サイト内「インフルエンザの薬(タミフル)について」「インフルエンザについて」も参考にして下さい。

 

タミフルと異常行動についての基本事項

 

 2001年にタミフルが保険適応となり、昨シーズンまでインフルエンザの治療薬としてタミフルが第一選択薬として使用されてきましたが、2005年に、インフルエンザに対するタミフル使用時の異常行動による事故(飛び降り)の報告があり、その後10歳代に未成年者での同様の報告が続き、タミフルと異常行動の関連が問題視されるようになりました。

 タミフルと異常行動の因果関係は現在のところ明確にはされていません(現在調査中)が、平成19年3月に10歳以上の未成年者に対するタミフル使用を原則差し控えることが決められました。

 インフルエンザ罹患時の異常行動に関しては、タミフルが使用される前から診療現場では、高熱(主に睡眠中)に伴い、訳の解らない事を言い出したり、訳も解らず動き回るといったようなことは経験されており、異常行動の要因としては最低でも以下のようなことを考慮する必要あると思います。

    1、熱せん妄(いわゆる高熱にうなされた状態)

    2、脳炎・脳症の症状

    3、タミフルの副作用

    4、タミフル以外に薬が使用されていればそれらの薬の副作用

 3、4、に関しては、該当薬剤の使用で、使用していない場合に比べて異常行動の頻度が違うのか程度がひどくなるかなどを調査するする必要があります。

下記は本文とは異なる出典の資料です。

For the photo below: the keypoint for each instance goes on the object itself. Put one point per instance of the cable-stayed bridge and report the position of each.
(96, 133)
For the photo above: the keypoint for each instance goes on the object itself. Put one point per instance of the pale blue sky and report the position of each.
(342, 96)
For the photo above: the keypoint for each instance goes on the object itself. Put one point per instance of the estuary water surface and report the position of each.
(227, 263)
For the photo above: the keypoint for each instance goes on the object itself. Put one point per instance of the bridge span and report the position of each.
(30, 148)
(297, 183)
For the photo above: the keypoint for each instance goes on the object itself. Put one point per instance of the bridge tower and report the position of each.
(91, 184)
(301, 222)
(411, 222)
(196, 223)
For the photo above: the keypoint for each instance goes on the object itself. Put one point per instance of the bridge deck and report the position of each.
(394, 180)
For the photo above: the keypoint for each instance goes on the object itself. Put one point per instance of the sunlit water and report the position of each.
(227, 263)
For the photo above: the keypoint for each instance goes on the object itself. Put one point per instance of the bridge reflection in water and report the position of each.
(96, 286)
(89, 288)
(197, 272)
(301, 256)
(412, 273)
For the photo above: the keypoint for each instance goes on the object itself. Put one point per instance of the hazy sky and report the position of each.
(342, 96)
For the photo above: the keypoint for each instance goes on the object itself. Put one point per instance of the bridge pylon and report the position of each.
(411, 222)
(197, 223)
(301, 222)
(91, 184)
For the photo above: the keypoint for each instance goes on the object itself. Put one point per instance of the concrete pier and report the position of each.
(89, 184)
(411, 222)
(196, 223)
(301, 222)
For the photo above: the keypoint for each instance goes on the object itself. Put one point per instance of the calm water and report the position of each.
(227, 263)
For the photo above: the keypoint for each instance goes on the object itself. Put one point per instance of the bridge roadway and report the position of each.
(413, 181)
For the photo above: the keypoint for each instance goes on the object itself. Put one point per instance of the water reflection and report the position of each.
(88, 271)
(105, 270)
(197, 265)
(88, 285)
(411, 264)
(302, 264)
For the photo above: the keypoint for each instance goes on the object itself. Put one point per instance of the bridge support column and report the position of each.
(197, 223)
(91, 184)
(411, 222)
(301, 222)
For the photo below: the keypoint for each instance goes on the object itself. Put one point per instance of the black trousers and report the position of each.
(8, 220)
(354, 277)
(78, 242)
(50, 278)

 タミフルに関しては、現在調査中でまだ因果関係について結論はでていませんが、調査結果がはっきりするまでは疑いがあり取り除くことができる要因としてのタミフルの使用が、事故の報告が10歳代に集中しており、また異常行動が発生した場合にも注意していても家族が静止することが困難な可能性があり、事故に発展しやすいといった事情から、10歳以上の未成年者に対して制限されました。

 タミフルの使用により、異常行動の頻度が増えるようなことはない様ですが、程度(内容)に影響があるかどうかは今の所はっきりしません。

 

 

インフルエンザ治療の基本方針

 

 インフルエンザ罹患時の異常行動に関しては、熱せん妄想や脳炎・脳症の症状としても発生する可能性があるので、タミフル使用の有無にかかわらず、特に発症初期の熱の高い時期には年齢に関わらず注意して経過をみる必要があり、インフルエンザにかかったお子さんは一人っきりにしないで保護者の目のとどく状況でゆっくり休養することが原則となります。

 インフルエンザは、通常は健康なお子さんや成人ではゆっくり無理をせず休養することで、特別な治療をしなくても自然に治癒する感染症です。かかったらすぐに(48時間以内)にタミフルなどの抗インフルエンザ薬を使わないと治らないというようなものではありません。

 このことを前提として、健康上インフルエンザに罹る事での健康被害のリスクの高いお子さんを除いて、タミフルを使用するかどうかは保護者責任の元での判断にお任せします。

 保護者の方が、インフルエンザおよびタミフルに関して十分理解した上で、タミフルの処方を希望される場合には、タミフルを処方します。

 ただ、インフルエンザウイルスの耐性化の問題を考えると、今後タミフルなどの抗インフルエンザ薬の使用に関して、その適応など今後考えていかなければならないと思っています。

 

 10歳以上の未成年者のお子さんに関しては、原則タミフル処方はしませんが、保護者の方がいろいろな情報を十分理解した上で処方を希望された場合には、同意書に署名いただきタミフルの処方をする方針です。

 1歳未満の乳児に対しては、異常行動の問題とは別にもともと適応承認は取れておらず、製薬会社からも使用しないようにとの通知が出されていますが、その内容を理解した上で保護者の方がタミフル処方を希望される場合には処方する方針です。
 詳細につては「1歳未満の使用について」を参照して下さい。

 

タミフル以外の抗インフルエンザ薬について

 A型インフルエンザに対するシンメトレル(内服薬)は、インフルエンザウイルスのシンメトレルに対する耐性化の問題から使用は考えていません。

 A・B型インフルエンザに対するリレンザ(吸入薬)は、吸入が可能であれば処方しまずが、供給量が少ない薬剤なので流行期には欠品する可能性があります。